The Deadly Town by Camila White is a Kindle short story I downloaded from Kindle Unlimited (KU). There is both good news and bad news about this download. The Deadly Town is the feature story and it is truly terrible in its sentence phrasing, typographical errors, mistaken word choice, and unintelligible sentences. These last examples are either ambiguous or make no sense at all. So, what is the good news? There is a special “Thank You” bonus to the readers of The Deadly Town, a six-chapter story Enter the Risk. Nearly all criticisms I have of the feature story are absent in the bonus read. It is as if they were not written by the same person.
The reason for me giving this eBook two stars on Amazon is the bonus story. Without that story, I would have given the work one star with a complaint in the review that I could not give it less than one star. I will let the following examples almost speak for themselves. I cannot resist making the occasional comment.
QUOTES FROM THE NOVEL
Underlined text words and phrases are my comments.
I cannot get a sense of the author’s meaning in the following four sentences.
I still remember how that particularly unforgettable day had embarked on. (loc 63)
I took a quick hot water shower even though, the weather suggested otherwise. (loc 68)
I refrained from disruption their sensitive decision by slowly sneaking from behind with the strategy of pervading into their conversation steadily. (loc 71-72)
I’ve known her for as far as I can remember. This news had grappled the very insides of my body. (loc 83)
My father took his truck out of the garage and I hopped on. (loc 97)
At least in the US, we don’t usually hop “on” a truck.
Within ten minutes, my school arrived and I left the truck. (loc 99-100)
A mobile school?
I heard the bell ring go off just as I was swiftly rushing towards my lecture room. (loc 105)
The bell not only rang, it went off.
Even though, he looked incredibly young, there was an immediate aura of years of percipience and scholarly – like intelligence that he seemed to hold firmly. (loc 113-114)
Very turgid phrasing.
With my head down and both my hands clanged on to my backpack, I steadily fastened my steps. (loc 121-122)
After a few seconds, the lock was creakily keyed into. A brief knock later, Danto entered the room. (loc 169-170)

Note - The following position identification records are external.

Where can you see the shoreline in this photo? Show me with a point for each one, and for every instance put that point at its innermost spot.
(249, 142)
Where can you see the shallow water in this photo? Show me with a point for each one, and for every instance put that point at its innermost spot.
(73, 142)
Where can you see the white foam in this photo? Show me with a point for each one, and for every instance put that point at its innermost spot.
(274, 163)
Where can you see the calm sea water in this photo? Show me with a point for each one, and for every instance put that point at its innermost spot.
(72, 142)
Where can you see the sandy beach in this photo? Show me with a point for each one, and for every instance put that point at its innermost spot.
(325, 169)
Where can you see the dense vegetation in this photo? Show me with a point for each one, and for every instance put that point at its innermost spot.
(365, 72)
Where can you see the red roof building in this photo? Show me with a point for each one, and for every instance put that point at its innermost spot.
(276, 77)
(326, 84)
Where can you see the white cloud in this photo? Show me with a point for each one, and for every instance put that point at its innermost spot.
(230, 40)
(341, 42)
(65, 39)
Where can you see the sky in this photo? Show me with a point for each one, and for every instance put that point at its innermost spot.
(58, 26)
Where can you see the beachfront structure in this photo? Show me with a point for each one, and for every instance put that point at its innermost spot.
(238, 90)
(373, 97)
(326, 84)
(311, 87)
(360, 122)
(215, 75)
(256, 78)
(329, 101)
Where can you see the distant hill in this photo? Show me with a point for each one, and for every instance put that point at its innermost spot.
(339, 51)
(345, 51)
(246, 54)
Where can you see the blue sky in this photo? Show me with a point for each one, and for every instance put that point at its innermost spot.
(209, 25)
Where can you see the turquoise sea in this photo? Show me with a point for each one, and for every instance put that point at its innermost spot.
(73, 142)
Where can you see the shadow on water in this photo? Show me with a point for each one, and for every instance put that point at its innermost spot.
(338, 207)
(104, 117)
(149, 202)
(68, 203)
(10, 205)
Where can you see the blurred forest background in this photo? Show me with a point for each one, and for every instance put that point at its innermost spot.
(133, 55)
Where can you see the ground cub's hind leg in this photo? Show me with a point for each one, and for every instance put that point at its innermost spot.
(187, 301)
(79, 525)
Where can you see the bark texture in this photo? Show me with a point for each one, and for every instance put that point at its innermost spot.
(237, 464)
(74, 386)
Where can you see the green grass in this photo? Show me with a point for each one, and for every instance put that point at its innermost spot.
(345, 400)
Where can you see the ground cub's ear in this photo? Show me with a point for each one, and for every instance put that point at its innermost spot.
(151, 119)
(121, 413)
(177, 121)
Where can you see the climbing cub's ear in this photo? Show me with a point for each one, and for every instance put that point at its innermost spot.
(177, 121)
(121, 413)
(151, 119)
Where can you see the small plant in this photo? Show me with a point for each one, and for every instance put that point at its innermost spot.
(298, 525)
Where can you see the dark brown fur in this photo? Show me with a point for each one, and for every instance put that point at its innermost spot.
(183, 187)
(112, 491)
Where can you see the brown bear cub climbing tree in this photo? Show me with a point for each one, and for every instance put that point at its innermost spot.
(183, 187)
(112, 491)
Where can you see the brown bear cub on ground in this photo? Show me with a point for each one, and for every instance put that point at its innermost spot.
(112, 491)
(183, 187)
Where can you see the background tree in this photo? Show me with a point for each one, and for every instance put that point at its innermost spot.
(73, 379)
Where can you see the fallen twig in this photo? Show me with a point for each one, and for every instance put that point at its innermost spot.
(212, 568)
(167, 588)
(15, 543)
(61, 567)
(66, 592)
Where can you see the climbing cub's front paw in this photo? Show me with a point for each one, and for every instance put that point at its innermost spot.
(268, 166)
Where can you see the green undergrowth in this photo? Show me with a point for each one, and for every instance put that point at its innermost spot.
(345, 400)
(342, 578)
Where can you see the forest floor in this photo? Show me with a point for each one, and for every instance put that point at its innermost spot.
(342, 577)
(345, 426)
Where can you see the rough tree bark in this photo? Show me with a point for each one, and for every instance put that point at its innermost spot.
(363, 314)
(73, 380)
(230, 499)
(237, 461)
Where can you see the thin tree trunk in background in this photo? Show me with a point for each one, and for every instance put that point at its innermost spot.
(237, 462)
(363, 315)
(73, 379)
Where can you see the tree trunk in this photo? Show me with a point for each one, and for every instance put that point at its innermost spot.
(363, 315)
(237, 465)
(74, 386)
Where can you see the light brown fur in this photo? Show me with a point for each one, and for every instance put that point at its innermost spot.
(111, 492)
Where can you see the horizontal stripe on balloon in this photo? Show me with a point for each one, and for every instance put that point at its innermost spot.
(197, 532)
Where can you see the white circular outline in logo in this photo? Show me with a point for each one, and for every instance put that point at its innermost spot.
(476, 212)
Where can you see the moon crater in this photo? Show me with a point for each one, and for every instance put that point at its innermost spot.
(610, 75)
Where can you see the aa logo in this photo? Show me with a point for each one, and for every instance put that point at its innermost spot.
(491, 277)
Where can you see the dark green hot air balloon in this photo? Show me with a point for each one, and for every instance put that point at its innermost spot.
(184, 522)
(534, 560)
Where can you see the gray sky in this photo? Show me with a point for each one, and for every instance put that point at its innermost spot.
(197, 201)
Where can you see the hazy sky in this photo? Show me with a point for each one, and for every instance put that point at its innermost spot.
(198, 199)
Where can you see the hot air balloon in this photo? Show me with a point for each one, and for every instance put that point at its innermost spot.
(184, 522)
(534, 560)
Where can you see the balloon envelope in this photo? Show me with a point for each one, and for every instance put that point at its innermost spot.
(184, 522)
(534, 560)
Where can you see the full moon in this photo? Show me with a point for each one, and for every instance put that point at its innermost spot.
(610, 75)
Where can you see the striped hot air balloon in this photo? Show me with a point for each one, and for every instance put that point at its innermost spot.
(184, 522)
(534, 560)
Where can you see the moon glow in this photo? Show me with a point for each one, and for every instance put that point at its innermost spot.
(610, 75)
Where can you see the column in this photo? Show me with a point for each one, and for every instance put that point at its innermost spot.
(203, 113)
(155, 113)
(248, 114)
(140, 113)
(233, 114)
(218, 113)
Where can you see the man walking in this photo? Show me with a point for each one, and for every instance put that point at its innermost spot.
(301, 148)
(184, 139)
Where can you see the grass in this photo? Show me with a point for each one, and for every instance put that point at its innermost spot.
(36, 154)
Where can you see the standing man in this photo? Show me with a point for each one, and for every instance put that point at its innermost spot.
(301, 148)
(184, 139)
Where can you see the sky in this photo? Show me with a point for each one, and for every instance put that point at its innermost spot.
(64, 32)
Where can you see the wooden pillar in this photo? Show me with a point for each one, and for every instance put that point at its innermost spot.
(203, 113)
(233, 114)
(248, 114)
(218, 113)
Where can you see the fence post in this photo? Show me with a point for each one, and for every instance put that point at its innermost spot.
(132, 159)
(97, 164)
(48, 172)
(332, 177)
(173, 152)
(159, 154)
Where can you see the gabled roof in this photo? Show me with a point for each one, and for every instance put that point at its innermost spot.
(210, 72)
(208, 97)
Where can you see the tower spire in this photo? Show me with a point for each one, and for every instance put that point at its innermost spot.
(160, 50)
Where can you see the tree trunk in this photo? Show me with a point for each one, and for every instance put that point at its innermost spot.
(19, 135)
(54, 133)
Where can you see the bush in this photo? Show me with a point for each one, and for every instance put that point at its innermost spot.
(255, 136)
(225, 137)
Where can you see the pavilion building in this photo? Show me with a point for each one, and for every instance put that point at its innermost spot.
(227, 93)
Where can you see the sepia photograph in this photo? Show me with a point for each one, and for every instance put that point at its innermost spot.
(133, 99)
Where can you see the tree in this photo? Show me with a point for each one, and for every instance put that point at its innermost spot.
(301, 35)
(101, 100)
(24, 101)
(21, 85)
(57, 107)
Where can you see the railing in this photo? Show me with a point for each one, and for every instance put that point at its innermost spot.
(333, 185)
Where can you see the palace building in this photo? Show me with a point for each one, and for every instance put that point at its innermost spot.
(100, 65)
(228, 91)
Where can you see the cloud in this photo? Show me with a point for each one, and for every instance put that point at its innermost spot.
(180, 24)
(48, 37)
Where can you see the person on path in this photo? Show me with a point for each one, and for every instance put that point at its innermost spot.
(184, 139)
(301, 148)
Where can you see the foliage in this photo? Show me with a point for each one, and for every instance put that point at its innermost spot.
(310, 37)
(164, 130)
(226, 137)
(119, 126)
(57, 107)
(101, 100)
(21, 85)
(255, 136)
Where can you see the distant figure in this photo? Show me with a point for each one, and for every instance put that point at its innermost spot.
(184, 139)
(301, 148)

Note the character “Danto.” He also appears as “Dante.” It just depends on the page you are reading.
Casting my eyes to the charcoal sky, the clouds would hold my attention for long. (loc 208)
There was a particular painting that hung right above the fireplace. I returned to being fascinated by it a brief moment later. (loc 218-219)
The boldness of each stroke of paint splurged through every portrait signified the existence of an unmatchable genius. (loc 226-226)
I started wincing across the floor; trying to look for a place to escape. My body started feeling very heavy due to which I fell on the wall and scratched myself by friction. (loc 276-277)
The impenetrable blackness and the sound of dripping water consisting of a general shape of an ovoid – all signified that this was a dungeon hole. (loc 304-305)
Forecasting a storm that leads the ocean waters to crash on the shores of the churning freshly cut grass of green, my eyes widened. (loc 324-325)
“I must escape,” I said to myself. With pain in my complexion, I kept moving forward. (loc 343-344)
There may be medicine for that.
Reading through the feature story was exhausting. The gap in writing quality between the feature story and the bonus story is huge. I recommend readers skip straight to the bonus story. And for the really brave (I am not going to do this) download some samples from the many books this author has written.